How to deal with imbalanced data
Credit card fraud detection is a plague that all financial institutions are at risk with. In general fraud detection is very challenging because fraudsters are coming up with new and innovative ways of detecting fraud, so it is difficult to find a pattern that we can detect. For example, in the diagram all the icons look the same, but there one icon that is slightly different from the rest and we have pick that one. Can you spot it?
Here it is:
With this background let me provide a plan for today and what you will learn in the context of our use case ‘Credit Card Fraud Detection’:
1. What is data imbalance
2. Possible causes of data Imbalance
3. Why is class imbalance a problem in machine learning
4. Quick Refresher on Random Forest Algorithm
5. Different sampling methods to deal with data Imbalance
6. Comparison of which method works well in our context with a practical Demonstration with Python
7. Business insight on which model to choose and why?

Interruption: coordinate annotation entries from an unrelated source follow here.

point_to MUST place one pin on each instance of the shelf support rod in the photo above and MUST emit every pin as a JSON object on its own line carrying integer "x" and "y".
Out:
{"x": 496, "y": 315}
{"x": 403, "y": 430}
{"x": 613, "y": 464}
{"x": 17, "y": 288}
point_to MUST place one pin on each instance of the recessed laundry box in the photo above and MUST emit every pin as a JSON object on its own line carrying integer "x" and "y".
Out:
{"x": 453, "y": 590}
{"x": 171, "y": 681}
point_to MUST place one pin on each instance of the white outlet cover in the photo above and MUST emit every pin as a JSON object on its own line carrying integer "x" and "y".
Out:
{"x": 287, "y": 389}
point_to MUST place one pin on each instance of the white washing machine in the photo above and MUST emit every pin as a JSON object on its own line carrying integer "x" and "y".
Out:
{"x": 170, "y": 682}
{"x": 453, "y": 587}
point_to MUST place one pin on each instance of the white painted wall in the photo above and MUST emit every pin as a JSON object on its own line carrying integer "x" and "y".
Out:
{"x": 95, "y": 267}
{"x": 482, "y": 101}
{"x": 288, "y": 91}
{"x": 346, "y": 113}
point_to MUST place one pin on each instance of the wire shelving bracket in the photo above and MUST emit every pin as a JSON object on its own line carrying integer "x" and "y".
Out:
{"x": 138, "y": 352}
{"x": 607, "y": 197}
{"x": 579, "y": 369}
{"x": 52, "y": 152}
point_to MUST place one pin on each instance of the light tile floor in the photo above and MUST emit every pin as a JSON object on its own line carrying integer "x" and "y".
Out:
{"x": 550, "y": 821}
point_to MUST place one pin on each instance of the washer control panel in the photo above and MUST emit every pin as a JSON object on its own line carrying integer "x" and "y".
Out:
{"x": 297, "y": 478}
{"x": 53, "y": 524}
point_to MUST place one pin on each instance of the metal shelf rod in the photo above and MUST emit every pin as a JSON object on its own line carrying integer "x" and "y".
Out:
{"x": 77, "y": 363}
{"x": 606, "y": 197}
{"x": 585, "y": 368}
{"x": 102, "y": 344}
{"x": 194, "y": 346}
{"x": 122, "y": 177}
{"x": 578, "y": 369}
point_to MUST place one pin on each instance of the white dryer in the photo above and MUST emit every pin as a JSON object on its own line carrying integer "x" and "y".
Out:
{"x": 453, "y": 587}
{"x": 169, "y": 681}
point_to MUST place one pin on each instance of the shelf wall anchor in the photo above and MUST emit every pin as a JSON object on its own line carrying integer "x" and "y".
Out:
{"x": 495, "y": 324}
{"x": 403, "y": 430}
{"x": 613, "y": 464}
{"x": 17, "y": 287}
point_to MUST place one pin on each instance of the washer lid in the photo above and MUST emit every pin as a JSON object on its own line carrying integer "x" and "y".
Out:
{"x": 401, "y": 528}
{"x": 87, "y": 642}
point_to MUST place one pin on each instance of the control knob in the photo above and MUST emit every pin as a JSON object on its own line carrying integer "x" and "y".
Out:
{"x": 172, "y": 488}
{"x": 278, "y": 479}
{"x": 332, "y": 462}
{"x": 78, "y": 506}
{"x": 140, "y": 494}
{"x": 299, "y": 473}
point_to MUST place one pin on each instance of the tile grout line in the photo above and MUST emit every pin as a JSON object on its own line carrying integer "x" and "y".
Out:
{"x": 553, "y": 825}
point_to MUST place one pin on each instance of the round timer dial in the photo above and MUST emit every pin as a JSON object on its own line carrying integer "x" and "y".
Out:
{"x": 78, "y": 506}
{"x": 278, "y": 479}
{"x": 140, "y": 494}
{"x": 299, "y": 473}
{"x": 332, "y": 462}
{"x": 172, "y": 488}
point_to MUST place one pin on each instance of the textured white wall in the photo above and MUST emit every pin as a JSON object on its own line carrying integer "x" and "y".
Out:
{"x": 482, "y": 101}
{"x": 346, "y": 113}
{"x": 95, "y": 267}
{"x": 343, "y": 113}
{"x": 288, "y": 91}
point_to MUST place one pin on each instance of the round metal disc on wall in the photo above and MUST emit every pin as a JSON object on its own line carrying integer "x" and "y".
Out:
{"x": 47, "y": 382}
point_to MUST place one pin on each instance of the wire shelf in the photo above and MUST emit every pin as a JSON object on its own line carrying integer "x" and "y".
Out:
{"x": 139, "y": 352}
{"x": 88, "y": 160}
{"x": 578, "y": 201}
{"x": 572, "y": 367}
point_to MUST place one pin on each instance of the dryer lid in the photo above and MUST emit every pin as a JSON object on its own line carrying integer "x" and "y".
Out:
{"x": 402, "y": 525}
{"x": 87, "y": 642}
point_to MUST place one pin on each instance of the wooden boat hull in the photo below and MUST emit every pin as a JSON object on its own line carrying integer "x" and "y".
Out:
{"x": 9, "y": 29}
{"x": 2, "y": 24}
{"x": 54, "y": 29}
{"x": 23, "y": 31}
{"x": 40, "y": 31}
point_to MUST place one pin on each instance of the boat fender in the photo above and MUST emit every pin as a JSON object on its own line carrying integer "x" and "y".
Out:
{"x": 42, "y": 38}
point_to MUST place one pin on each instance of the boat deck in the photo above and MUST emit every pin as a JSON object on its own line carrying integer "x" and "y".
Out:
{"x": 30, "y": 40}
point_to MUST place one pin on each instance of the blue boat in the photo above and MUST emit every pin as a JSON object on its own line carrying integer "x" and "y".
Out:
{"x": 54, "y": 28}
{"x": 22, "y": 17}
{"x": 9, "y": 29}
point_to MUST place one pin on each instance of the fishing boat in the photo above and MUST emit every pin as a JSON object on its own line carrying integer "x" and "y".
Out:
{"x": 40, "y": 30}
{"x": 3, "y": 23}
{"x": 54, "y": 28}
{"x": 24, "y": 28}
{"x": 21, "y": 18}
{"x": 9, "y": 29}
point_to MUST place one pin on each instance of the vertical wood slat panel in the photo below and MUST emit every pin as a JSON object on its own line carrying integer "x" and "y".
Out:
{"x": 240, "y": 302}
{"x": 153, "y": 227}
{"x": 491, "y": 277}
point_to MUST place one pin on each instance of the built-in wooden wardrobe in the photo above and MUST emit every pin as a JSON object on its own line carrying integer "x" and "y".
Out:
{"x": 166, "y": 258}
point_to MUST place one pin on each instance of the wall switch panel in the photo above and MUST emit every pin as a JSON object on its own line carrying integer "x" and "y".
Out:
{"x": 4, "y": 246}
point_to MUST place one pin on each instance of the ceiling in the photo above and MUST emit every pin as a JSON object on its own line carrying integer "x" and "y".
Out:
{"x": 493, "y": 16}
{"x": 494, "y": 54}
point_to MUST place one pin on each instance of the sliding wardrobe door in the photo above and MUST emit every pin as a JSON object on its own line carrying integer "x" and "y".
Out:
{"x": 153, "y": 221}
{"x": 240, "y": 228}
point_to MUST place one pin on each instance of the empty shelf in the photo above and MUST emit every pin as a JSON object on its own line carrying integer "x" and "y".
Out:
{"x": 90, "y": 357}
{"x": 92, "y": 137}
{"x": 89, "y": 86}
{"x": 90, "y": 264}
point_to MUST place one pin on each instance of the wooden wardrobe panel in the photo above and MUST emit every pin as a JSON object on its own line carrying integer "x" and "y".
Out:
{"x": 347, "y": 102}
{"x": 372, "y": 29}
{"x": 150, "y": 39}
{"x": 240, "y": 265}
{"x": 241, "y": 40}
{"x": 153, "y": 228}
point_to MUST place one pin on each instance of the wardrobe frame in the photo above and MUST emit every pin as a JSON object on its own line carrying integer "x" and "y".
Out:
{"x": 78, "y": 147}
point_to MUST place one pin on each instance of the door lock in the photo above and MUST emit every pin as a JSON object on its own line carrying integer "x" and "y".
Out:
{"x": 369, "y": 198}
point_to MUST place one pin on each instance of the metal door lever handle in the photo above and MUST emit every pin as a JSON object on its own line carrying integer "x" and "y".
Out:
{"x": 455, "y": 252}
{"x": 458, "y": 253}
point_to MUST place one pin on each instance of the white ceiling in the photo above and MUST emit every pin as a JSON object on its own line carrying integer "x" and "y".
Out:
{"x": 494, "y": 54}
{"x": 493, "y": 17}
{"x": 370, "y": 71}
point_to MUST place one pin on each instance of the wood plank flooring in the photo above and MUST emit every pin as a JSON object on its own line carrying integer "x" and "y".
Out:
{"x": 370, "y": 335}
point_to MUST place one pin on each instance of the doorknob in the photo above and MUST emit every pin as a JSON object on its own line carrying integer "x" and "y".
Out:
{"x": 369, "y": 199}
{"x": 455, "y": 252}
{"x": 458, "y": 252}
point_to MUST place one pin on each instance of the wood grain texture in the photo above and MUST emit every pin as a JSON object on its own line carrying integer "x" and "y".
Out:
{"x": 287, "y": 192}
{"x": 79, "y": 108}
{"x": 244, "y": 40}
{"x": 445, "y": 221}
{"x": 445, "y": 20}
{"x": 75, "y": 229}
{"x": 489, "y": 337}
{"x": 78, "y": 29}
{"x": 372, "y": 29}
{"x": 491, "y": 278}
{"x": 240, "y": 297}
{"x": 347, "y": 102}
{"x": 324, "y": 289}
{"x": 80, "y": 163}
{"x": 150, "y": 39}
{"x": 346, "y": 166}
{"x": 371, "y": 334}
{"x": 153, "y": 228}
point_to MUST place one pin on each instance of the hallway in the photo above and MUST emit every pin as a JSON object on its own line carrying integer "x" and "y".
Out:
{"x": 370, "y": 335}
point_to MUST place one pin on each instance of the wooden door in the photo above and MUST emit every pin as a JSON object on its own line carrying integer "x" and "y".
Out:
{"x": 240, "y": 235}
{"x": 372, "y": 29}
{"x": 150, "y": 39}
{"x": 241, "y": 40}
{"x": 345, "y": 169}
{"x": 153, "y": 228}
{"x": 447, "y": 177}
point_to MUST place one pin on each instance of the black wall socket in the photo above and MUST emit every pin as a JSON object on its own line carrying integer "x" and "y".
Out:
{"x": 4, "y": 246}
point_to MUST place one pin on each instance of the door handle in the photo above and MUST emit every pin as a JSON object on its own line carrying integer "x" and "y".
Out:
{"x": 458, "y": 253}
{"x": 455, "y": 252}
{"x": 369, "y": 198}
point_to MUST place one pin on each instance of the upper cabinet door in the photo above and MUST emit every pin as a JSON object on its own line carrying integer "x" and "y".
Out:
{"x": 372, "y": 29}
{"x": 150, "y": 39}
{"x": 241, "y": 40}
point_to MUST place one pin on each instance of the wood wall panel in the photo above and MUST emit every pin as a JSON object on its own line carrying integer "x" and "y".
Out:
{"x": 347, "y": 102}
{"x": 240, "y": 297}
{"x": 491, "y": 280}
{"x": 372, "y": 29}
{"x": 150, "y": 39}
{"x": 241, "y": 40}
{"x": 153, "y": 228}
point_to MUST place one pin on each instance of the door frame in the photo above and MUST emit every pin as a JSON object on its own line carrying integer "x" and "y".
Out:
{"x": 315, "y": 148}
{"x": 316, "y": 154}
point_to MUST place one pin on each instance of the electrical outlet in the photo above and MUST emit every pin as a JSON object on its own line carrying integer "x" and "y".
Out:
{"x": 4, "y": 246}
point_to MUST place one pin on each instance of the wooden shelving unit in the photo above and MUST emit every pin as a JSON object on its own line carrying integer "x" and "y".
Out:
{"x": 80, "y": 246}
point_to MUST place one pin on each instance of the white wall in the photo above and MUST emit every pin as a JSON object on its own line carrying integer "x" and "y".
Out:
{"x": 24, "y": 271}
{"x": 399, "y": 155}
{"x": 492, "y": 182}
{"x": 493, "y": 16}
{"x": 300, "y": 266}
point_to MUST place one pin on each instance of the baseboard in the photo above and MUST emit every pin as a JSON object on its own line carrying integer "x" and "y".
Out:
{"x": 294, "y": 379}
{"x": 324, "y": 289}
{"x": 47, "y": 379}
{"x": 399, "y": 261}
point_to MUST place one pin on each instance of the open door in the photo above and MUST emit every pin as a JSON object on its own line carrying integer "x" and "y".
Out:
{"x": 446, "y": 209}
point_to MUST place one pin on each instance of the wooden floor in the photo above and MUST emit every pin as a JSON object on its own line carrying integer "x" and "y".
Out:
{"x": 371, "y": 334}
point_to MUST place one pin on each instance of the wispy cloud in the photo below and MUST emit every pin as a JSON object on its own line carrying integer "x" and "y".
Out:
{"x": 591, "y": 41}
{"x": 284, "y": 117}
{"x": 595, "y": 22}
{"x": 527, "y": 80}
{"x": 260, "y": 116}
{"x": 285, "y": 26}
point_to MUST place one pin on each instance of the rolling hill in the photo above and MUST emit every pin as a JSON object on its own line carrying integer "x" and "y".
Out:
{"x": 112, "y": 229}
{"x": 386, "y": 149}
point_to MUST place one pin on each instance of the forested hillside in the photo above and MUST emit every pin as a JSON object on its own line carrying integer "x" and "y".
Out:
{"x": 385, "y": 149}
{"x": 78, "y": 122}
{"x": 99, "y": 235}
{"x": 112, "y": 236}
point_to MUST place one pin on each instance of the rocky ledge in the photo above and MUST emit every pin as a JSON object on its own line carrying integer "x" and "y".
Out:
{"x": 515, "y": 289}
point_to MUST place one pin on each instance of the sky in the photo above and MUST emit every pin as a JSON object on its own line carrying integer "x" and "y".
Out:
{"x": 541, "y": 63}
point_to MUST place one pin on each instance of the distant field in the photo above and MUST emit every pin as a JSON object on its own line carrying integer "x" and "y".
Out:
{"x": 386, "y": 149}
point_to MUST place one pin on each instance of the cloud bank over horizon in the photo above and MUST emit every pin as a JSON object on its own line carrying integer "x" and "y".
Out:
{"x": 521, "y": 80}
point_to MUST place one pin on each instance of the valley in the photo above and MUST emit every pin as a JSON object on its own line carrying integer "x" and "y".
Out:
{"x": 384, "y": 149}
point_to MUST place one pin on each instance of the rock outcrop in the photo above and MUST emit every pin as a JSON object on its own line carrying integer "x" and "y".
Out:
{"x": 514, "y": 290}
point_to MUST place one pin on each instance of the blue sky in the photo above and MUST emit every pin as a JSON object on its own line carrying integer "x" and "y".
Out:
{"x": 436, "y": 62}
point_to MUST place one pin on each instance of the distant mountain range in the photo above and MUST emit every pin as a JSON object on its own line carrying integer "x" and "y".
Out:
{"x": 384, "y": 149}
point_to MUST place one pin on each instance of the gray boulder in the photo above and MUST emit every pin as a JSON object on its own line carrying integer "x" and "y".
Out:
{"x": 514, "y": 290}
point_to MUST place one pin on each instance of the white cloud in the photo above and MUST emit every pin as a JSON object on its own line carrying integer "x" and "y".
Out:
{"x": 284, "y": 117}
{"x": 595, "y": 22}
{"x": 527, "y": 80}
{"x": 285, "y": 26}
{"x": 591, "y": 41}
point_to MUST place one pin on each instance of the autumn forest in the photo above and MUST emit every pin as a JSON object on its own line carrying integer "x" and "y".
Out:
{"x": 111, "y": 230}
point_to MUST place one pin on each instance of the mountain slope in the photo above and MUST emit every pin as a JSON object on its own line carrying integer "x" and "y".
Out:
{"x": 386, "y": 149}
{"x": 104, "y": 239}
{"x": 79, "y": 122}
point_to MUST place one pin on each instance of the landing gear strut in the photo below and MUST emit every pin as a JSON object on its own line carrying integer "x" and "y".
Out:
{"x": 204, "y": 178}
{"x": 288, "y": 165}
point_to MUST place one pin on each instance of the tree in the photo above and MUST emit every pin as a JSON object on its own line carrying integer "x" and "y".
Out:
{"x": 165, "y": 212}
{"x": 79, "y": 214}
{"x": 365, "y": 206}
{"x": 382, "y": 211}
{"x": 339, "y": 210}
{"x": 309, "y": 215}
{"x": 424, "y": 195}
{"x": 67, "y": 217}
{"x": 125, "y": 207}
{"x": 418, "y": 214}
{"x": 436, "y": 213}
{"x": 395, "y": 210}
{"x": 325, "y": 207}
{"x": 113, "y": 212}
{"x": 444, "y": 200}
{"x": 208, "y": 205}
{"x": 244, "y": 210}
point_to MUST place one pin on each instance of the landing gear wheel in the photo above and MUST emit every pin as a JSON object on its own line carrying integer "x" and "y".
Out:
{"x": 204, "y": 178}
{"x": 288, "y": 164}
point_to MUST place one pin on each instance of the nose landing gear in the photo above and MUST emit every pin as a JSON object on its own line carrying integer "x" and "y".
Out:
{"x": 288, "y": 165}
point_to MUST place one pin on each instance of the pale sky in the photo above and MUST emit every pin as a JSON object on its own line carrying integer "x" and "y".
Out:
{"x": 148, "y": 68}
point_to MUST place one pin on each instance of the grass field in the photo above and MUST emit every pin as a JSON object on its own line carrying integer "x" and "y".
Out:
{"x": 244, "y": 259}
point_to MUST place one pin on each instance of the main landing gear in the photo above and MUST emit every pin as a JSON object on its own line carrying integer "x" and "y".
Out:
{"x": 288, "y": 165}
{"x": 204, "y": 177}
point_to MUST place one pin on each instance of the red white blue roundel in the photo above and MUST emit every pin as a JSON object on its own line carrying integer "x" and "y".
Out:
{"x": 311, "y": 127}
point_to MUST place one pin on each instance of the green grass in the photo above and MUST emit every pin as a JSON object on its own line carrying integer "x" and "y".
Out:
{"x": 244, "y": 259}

In most cases, because the number of fraudulent transactions is not a huge number, we have to work with a data that typically has a lot of non-frauds compared to Fraud cases. In technical terms such a dataset is called an ‘imbalanced data’. But, it is still essential to detect the fraud cases, because only 1 fraudulent transaction can cause millions of losses to banks/financial institutions. Now, let us delve deeper into what is data imbalance.
We will be considering the credit card fraud dataset from https://www.kaggle.com/mlg-ulb/creditcardfraud (Open Data License).
1. Data Imbalance
Formally this means that the distribution of samples across different classes is unequal. In our case of binary classification problem, there are 2 classes
a) Majority class—the non-fraudulent/genuine transactions
b) Minority class—the fraudulent transactions
In the dataset considered, the class distribution is as follows (Table 1):
As we can observe, the dataset is highly imbalanced with only 0.17% of the observations being in the Fraudulent category.
2. Possible causes of Data Imbalance
There can be 2 main causes of data imbalance:
a) Biased Sampling/Measurement errors: This is due to collection of samples only from one class or from a particular region or samples being mis-classified. This can be resolved by improving the sampling methods
b) Use case/domain characteristic: A more pertinent problem as in our case might be due to the problem of prediction of a rare event, which automatically introduces skewness towards majority class because the occurrence of minor class is practice is not often.
3. Why is class imbalance a problem in machine-learning?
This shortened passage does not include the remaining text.